Geographic Access to Cancer Care and Treatment and Outcomes of Early-Stage Non–Small Cell Lung Cancer
Menée aux Etats-Unis à partir de données des registres des cancers portant sur 65 259 patients atteints d'un cancer du poumon non à petites cellules de stade précoce diagnostiqué entre 2007 et 2015 (âge moyen : 69,4 ans ; durée maximale de suivi : 9 ans), cette étude évalue l'association entre l'accès géographique aux traitements, le recours à un traitement correspondant aux recommandations et la mortalité des patients
Importance : Data on the impact of geographic access to cancer care on early-stage non–small cell lung cancer (NSCLC) treatment and outcomes are limited.
Objective : To examine the associations of geographic access to cancer care with guideline-recommended treatment and outcomes in patients with early-stage NSCLC.
Design, Setting, and Participants : This population-based cohort study included patients with early-stage NSCLC newly diagnosed between January 1, 2007, and December 31, 2015, followed up through December 31, 2016, and identified from the Surveillance, Epidemiology, and End Results dataset. Data analysis was performed from March to November 2024.
Exposures : Geographic access to thoracic surgeons and radiation oncologists was quantified using the 2-step floating catchment area algorithm and categorized into quintile 1 (least access) through quintile 5 (greatest access).
Main Outcomes and Measures : Multilevel logistic regression was performed to estimate odds ratios (ORs) of receipt of surgery and radiotherapy. Hazard ratios (HRs) of lung cancer-specific mortality were estimated using Fine and Gray subdistribution hazard regression.
Results : Among 65 259 patients, the mean (SD) age was 69.4 (10.1) years; 33 114 patients (50.7%) were female, 1071 (1.6%) were uninsured, and 7541 (11.6%) were enrolled in Medicaid. The least (vs greatest) geographic access to thoracic surgeons (HR, 1.10; 95% CI, 1.03-1.18; P < .001 for trend) and radiation oncologists (HR, 1.11; 95% CI, 1.04-1.18; P < .001 for trend) was associated with higher lung cancer mortality. Patients in counties with the least (vs greatest) access to thoracic surgeons were less likely to undergo surgery (OR, 0.80; 95% CI, 0.69-0.93; P < .001 for trend); this association was much stronger in Asian than non-Hispanic White patients and in Medicaid-insured than non-Medicaid-insured patients. Although there was no significant association overall, geographic access to radiation oncologists was significantly associated with radiotherapy use in older (OR, 0.85; 95% CI, 0.76-0.95), Hispanic (OR, 0.65; 95% CI, 0.49-0.86), and uninsured (OR, 0.63; 95% CI, 0.43-0.94) patients.

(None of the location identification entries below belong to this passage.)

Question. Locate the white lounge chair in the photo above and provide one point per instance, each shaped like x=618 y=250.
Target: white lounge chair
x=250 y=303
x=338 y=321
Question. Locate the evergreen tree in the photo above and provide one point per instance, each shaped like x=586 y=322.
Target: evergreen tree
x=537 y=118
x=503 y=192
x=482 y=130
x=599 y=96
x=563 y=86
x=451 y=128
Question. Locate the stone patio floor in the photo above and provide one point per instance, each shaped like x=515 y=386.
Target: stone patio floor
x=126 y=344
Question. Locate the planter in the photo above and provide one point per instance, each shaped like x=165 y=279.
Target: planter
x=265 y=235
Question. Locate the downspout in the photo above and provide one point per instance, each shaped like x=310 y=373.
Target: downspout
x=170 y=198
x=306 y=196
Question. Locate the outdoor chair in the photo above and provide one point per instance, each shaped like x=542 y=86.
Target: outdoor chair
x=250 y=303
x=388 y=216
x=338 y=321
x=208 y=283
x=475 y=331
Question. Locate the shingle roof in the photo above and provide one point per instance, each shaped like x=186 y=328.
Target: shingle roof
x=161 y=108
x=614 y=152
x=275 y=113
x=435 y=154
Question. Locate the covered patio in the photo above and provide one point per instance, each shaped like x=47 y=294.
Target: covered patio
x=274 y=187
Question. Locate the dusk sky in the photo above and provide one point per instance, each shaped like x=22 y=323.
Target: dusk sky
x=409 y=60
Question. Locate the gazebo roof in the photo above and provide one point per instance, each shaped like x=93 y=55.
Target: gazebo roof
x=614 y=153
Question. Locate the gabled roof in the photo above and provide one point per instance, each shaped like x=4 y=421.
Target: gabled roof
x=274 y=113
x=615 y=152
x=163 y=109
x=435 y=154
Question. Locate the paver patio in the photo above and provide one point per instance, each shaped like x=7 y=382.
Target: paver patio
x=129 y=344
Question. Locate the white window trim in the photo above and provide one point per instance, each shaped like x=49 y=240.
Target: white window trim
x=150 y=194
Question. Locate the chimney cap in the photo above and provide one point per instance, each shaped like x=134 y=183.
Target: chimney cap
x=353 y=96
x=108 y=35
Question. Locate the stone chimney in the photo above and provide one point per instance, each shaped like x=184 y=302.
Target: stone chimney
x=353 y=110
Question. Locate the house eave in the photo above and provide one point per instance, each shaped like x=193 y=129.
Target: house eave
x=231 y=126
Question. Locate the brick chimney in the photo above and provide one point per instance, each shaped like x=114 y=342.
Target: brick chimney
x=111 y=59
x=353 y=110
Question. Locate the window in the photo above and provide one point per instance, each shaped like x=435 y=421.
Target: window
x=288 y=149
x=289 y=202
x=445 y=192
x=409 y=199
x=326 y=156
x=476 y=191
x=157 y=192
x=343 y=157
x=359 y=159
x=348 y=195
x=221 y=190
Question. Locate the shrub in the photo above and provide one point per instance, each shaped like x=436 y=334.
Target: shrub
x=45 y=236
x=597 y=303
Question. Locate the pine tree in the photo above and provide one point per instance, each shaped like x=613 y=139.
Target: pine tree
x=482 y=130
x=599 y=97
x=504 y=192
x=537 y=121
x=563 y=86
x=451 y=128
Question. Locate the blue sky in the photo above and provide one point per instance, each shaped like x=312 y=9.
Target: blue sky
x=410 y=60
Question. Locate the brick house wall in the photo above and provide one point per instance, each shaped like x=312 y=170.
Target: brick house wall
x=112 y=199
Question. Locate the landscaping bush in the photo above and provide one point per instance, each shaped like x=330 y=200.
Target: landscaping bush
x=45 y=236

Conclusions and Relevance : In this cohort study, geographic access to cancer care was associated with guideline-recommended treatment for early-stage NSCLC and outcomes, particularly in socially marginalized patients, underscoring the importance of ensuring appropriate geographic allocations of cancer care resources and addressing travel barriers to health care to improve NSCLC treatment, prognosis, and equity.